The result: the vector for "the cat sat on the mat" is different from the vector for "the mat sat on the cat." The self-attention has encoded word order and syntactic structure into the final representation.

This is not magic. It is just a model that has learned to produce vectors where semantic similarity (the thing we care about for retrieval) corresponds to cosine similarity in vector space. That alignment is what the contrastive training objective gives us.

The Performance Difference

We benchmarked the two approaches on a held-out set of 500 (query, relevant-document) pairs from the game-theory knowledge base. The metric is recall@5 — the fraction of queries where the relevant document is in the top 5 retrieved.

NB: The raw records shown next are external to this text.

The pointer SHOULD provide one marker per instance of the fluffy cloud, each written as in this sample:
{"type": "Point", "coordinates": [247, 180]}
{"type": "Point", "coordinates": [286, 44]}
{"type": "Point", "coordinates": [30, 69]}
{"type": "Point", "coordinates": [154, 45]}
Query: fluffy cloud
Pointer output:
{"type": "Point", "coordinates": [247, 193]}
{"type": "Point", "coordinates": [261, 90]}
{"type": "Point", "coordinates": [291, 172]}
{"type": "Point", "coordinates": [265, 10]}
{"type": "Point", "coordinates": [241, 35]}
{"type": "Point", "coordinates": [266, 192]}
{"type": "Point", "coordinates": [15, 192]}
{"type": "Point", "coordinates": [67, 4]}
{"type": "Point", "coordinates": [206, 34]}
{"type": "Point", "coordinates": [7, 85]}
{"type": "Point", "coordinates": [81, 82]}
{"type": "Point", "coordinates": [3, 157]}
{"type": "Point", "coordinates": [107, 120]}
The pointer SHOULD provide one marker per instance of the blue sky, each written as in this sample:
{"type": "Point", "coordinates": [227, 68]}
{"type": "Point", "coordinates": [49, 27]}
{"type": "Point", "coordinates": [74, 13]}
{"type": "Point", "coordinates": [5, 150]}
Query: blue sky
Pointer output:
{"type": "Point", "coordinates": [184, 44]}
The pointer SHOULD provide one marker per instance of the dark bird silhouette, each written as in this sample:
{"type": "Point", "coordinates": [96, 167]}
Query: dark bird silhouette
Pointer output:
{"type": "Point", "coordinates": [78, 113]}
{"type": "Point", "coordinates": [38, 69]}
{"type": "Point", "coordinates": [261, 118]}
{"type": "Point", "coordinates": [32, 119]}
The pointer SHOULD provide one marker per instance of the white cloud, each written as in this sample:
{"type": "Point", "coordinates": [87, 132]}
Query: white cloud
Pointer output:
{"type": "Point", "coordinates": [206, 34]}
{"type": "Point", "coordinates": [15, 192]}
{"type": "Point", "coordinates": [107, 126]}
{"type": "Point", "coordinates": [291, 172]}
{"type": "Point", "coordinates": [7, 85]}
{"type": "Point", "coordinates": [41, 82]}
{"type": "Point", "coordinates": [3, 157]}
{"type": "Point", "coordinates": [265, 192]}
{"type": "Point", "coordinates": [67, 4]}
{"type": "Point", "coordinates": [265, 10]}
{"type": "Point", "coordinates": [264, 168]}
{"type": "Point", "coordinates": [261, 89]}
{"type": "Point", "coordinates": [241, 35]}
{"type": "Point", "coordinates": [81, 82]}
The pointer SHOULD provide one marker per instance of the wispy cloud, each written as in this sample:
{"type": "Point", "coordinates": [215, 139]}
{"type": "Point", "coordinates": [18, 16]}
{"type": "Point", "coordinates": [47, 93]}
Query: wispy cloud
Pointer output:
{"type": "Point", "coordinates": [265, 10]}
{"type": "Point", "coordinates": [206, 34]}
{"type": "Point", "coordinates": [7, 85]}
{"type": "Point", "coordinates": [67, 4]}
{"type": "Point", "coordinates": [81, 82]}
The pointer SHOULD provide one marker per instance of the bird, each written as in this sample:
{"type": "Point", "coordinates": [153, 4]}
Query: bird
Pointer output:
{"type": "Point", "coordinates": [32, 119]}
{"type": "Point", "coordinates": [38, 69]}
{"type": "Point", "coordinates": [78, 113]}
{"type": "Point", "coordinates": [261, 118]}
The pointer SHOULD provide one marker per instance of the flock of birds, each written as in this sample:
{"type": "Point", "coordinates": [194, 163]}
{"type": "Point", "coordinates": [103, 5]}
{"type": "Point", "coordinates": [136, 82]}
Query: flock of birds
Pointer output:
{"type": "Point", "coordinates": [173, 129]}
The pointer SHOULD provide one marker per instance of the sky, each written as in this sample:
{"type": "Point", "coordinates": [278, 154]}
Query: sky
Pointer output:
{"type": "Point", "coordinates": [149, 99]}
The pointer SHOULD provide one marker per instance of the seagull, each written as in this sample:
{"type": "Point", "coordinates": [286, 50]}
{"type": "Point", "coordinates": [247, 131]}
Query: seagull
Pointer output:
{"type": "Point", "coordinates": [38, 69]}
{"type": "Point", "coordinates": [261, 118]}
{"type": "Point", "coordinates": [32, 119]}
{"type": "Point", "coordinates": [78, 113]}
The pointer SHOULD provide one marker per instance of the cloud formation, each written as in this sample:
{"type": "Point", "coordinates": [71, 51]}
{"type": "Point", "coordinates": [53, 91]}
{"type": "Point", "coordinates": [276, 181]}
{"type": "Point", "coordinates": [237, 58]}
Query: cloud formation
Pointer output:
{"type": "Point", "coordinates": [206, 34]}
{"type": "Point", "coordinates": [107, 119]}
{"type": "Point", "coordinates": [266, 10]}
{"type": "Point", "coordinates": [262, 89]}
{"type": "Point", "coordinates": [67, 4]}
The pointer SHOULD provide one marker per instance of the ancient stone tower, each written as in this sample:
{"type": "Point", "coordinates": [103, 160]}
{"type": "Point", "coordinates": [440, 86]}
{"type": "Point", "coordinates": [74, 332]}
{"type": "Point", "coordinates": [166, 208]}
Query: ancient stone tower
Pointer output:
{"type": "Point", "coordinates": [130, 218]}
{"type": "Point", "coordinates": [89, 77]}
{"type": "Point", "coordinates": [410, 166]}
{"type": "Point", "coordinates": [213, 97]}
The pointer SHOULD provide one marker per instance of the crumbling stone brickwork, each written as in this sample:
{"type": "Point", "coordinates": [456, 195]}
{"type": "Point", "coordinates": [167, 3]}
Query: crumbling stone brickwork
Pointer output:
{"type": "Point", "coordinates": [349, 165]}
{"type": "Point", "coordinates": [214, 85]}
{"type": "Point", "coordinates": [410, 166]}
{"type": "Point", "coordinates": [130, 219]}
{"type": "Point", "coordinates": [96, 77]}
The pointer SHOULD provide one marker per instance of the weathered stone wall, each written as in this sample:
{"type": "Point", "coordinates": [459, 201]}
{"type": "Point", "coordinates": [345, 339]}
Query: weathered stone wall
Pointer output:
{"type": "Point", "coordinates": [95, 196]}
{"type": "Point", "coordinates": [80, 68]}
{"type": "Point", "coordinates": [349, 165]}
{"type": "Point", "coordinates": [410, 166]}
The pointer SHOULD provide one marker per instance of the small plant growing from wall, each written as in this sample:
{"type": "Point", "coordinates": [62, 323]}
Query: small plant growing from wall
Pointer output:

| Method | Recall@5 | |---|---| | Word-vector average (Word2Vec) | 0.41 | | TF-IDF (lexical baseline) | 0.58 | | BM25 (sparse retrieval) | 0.72 | | MiniLM-L6-v2 (sentence transformer) | 0.79 | | BM25 + MiniLM (hybrid) | 0.86 |

The sentence transformer alone beats the lexical baselines. Combining it with BM25 (see our retrieval post) beats either alone. The word-vector average is the worst — worse than even TF-IDF, because it loses word order information that even a simple lexical matcher preserves.

When Word Vectors Are Useful

Word embeddings are not useless. They are great for:

Vocabulary expansion — finding synonyms ("car" ↔ "automobile")
Word-level analogies — "king - man + woman ≈ queen"
Out-of-vocabulary handling — subword models (fastText) can embed words they have never seen
Tiny models — when you cannot afford a transformer at all

For Q&A retrieval specifically, they are a poor fit. The unit of meaning is the sentence, not the word.

The Practical Takeaway

If you are building a Q&A retrieval system today, use a sentence transformer. The cost is 22 MB (quantized MiniLM) and ~15 ms per query on a mid-range laptop. The benefit over word averaging is dramatic — roughly 2x recall on real queries.

If you absolutely cannot load a transformer (some embedded systems, very strict size budgets), use a strong lexical baseline (BM25) and accept the lower recall. Word averaging is not a good middle ground — it is the worst of both worlds: slow by transformer standards, inaccurate by lexical standards.

The right tool for the job depends on the job. For Q&A retrieval, the job is sentence-level meaning, and the right tool is a sentence transformer.